完璧な彼が初恋の彼女を手に入れる5つの条件
「こんにちは。本日はよろしくお願いいたします」
この日も得意先である大手計測機器メーカーの入るビルにふたりでやって来ていた。
出迎えてくれた担当の女性が早速現場である休憩コーナーに案内してくれる。
彼女とは今まで何回か打ち合わせをしているが、陽真とは初顔合わせとなる。
「安藤さん、よろしくお願いいたします。こちら、結城です。本日から、私と一緒に進めさせて頂きます」
「INOSEの結城と申します。よろしくお願いします」
「Hanontecの安藤と申します。こちらこそよろしくお願いいたします」
彼女の他にも2名ほど若い社員が同席しており、名刺を交換の後、具体的な話に入る。
今回の休憩スペースのリニューアルは社内の若手で作られたPTで進めているらしく、プロジェクトリーダーを務めている安藤という女性社員も20代中頃かと思われる。
既存意識に捕らわれない働き方を進めようと言う会社側の狙いが感じられる。
今後もオフィス環境の改善を検討しているらしく、桜衣としては今回のことを足掛かりにしていきたいと気合が入っている現場だ。
「本日は、実際にどのような什器を入れるかの確認をさせて頂ければと――」
桜衣は話を進める。
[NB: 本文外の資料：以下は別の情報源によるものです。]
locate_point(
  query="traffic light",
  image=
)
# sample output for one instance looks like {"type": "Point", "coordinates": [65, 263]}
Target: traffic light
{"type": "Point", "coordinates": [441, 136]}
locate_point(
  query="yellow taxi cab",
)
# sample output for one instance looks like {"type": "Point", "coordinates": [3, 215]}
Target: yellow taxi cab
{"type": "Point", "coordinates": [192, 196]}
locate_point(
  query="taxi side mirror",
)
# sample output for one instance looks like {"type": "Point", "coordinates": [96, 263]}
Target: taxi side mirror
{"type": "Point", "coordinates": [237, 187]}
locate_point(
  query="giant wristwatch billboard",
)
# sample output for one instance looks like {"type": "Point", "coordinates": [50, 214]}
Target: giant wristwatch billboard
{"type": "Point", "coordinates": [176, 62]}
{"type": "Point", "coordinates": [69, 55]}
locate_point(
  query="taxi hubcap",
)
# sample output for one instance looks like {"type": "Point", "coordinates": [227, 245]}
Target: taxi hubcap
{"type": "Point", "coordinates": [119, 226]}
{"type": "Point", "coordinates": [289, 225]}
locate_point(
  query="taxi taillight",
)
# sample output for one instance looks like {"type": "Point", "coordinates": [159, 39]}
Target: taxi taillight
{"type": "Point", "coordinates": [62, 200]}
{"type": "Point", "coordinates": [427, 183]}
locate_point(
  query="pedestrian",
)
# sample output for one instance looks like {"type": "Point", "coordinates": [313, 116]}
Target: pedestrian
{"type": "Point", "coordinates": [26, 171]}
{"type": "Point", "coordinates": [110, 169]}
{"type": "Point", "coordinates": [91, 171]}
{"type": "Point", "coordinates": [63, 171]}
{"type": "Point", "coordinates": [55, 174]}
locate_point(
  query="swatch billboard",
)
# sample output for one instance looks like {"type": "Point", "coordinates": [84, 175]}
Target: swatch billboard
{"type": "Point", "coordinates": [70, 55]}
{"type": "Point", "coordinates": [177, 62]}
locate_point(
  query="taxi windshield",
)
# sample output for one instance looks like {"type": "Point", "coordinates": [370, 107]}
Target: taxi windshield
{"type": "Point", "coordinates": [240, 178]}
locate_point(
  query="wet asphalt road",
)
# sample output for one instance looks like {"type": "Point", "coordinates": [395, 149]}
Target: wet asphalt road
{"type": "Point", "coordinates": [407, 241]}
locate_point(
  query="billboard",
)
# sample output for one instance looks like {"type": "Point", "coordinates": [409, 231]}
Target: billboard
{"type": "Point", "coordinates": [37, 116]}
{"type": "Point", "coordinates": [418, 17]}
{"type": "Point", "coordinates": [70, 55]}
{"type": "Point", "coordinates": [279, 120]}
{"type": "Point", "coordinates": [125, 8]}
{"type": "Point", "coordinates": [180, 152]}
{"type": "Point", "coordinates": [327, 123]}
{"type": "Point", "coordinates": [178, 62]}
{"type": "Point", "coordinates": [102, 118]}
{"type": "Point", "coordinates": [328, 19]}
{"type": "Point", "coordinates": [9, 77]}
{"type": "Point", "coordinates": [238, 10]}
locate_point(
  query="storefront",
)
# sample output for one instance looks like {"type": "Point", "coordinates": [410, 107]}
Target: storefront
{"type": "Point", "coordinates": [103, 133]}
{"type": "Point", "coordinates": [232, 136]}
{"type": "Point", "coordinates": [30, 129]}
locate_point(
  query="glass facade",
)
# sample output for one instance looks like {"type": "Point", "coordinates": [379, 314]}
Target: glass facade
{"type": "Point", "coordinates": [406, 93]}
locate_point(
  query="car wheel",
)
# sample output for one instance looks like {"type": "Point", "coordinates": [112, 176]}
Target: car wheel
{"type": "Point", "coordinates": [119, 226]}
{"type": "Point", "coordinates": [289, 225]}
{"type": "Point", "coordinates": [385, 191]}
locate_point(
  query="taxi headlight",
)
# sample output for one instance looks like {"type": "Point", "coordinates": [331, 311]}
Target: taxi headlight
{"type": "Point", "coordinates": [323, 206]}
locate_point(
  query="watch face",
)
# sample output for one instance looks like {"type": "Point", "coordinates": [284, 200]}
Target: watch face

今はベンチやテーブルなどがスペースを埋めるように並べられ、周囲との目隠しに観葉植物が並んでいるだけだが、充分な広さはある。
一部窓に面しているのでそれなりに明るい空間だ。
桜衣が提案したのは、全体的に落ち着くような、木のイメナチュラルなイメージ。
休憩メインなので明るすぎないように配慮した。
4人掛けのテーブル席と、ソロスペースをいくつか設けており、それぞれがさりげなくパーテーションで区切られている。
窓に面するスペースをどうしようか悩んだのだが、一段高いステージのようにして、柔らかい人工芝のような床材を貼る事にした。
ローテーブルをいくつか置いてそこに靴を脱いで寛げるようにする。
ほぼこのプランで決まっており、
実際に設置するテーブルなどの什器類はINOSEの既製品だ。
イメージをカタログで説明し、一区切りついた所で窓辺を見ていた陽真が口を開いた。
「……窓の周りのスペースですが、変更の余地はありますでしょうか」
「えっ?」
いきなりの発言に桜衣は驚く。
「今のデザインも決して悪くないのですが、フラットな場所で座るより、低くても段に腰掛ける方が逆にくつろげるのではと思いまして。特に女性はフラットな場所で足を投げ出すことに抵抗がありますよね」
すると陽真は流れるようにマウス操作し始め、瞬く間にノートパソコン上でイメージを作り上げる。
「基本的には今のイメージですがフラットではなく、2段の畝を作るイメージで、窓の方を向くように囲んだらいいかと。皆さん自由に畝に腰掛けるイメージです。もちろん靴を脱いで。このあたりだとちょうとビルの間に向こうの景色が見えて開放感もありますし屋上で景色をぼんやり眺めているような感覚もあってリフレッシュできるのではないでしょうか。それにここのシンボル的な存在になる」
陽真がノートパソコン描かれたイメージを見せると感嘆の声が上がる。
「確かにこれなら靴を脱いでも足を投げ出すわけでもないので、気にならないですね」
「窓の方を向いても良いし、反対側を向いて座る事も出来るから良いし、デザイン性もある」
メモを片手に真剣に話を聞いていた安藤は桜衣を見る。
「是非、こちらのパターンでも検討をしてみたいと思います。ただ、もし変更した場合、スケジュールや見積価格に変更が出ると思うのですが」
「……そうですね。今、出させてもらっているものとの差はかなり出るかと思います」
桜衣が答えると陽真が後を引き継ぐように言う。
「こちらの案も早急に作成して、正式なデザインと共にお見積もりを提出させていただきます」
「そうして戴けますか。提出いただけるのは……」
「一両日中にでもご連絡させていただきます」
陽真はサラリと答える。その変更を入れたら、多少全体のレイアウトもいじる必要がある。
恐らく特注になるであろう「畝」の造作の金額も出さなければならない。
時間的に大丈夫だろうか。不安になる桜衣の横で陽真は余裕の表情だ。
「承知しました。ではこちらも、そのタイミングに合わせてPT内で打ち合わせをして最終決定をご連絡します」
安藤は事務的に答える。
若くて可愛いのだが真面目そうな見た目の印象通り、彼女はとても仕事の出来る女性のようだ。余計な事はあまり言わず的確な質問だけをしてくる。
こういうタイプは話が早くて仕事がやりやすい。